Les gens n’aiment pas ma tristesse. Ils sont prêts à tout pour nier son existence, pour nier mon existence à moi. Si je n’avais pas choisi de travailler dans un refuge pour chiens délabré perdu au milieu des bois, ils m’auraient sans doute exilée dans un magasin d’usine au fin fond d’une zone commerciale.

Et pourtant je suis là, j’existe. Plus ou moins. Coucou !

Il n’existe pas de mot en anglais pour décrire ce que j’éprouve. Ce sentiment qui met les autres mal à l’aise. Le sentiment qu’ils voudraient que je soigne avec du maquillage, un pull propre, une jolie robe et des chaussures. Des chaussures de fille, pas des écrase-merdes, ou en tout cas pas des pompes de mec. Comme si les pompes avaient une préférence. Comme si de nos jours un homme ne pouvait pas porter une robe. Comme si un chien ne le pouvait pas.

Les Japonais ont un terme pour ça : mono no aware, la tristesse des choses.

Les existentialistes ont basé toute une théorie là-dessus – ils ont littéralement transformé le néant en philosophie –, mais, pour être membre du club, il faut accepter pleinement la tristesse. Je ne serais pas contre, si Sartre n’était pas un gros misogyne.

Les Français parlent de malaise, je crois, ce qui me fait penser à une sauce.

Les intellos branchés préfèrent mélancolie, à cause du film de Lars von Trier où Kirsten Dunst sanglote à la lune.

Avant, les vieux parlaient de se ronger les sangs, mais je suppose que c’est parce qu’ils n’avaient rien d’autre à se mettre sous la dent et qu’ils mouraient tous de trucs pas possibles, genre le rachitisme ou la syphilis.

Ma mère dit simplement : de mauvaise humeur. Difficile.

Les Japonais, eux, ont tout compris. Ils ont quatorze mots qui n’existent pas en anglais pour décrire ça : le sentiment qu’il est presque impossible de garder la tête hors de l’eau.

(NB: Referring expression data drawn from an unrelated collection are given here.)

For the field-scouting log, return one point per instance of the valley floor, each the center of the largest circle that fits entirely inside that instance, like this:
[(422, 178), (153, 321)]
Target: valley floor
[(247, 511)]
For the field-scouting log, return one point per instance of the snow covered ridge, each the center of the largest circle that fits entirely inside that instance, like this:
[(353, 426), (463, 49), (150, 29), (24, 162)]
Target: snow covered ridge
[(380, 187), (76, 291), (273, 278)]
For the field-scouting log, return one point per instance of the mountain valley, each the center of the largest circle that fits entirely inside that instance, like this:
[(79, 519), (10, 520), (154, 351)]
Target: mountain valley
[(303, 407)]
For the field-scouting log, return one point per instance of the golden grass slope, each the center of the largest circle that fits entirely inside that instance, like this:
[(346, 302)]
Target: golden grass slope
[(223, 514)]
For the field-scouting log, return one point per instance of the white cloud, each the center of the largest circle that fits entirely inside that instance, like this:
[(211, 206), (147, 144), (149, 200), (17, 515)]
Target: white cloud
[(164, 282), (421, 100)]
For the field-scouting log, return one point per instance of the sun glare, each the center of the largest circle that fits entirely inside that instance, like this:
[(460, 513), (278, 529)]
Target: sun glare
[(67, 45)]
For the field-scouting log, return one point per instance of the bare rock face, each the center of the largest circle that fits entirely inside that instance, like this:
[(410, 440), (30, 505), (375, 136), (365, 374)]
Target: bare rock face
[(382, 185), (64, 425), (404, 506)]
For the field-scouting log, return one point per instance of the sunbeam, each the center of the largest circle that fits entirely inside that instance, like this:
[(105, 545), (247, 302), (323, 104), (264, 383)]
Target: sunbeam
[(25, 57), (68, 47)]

Parution : 7 octobre 2021 – Éditeur : cherche midi – Pages :304 – Genre : humour noir

Voici Janet. Janet est triste. Pas seulement pour elle : pour le monde. Le monde, vous savez ? Ce show merdique qui est en train de très mal se terminer. C’est pourquoi Janet s’est isolée : elle travaille dans un refuge pour chiens, au milieu des bois. Là, au grand dam de son petit ami, elle peut éviter au maximum le contact avec les humains.
C’est que, voyez-vous, Janet n’a pas envie de rendre les autres tristes. Elle n’a pas envie de se pointer dans une maternité et d’expliquer aux nouveaux parents que, d’une manière ou d’une autre, ils vont foutre la vie de leur gosse en l’air.
Et cependant, il lui arrive parfois de se demander à quoi ça pourrait ressembler, de ne pas être triste. Aussi, quand son médecin lui parle d’un nouvel antidépresseur qui pourrait lui permettre d’être heureuse pour Noël, Janet, sur un coup de tête, tente sa chance. C’est le début d’une série d’événements improbables qui vont chambouler son quotidien et l’obliger à remettre en question sa vision radicalement pessimiste de l’existence.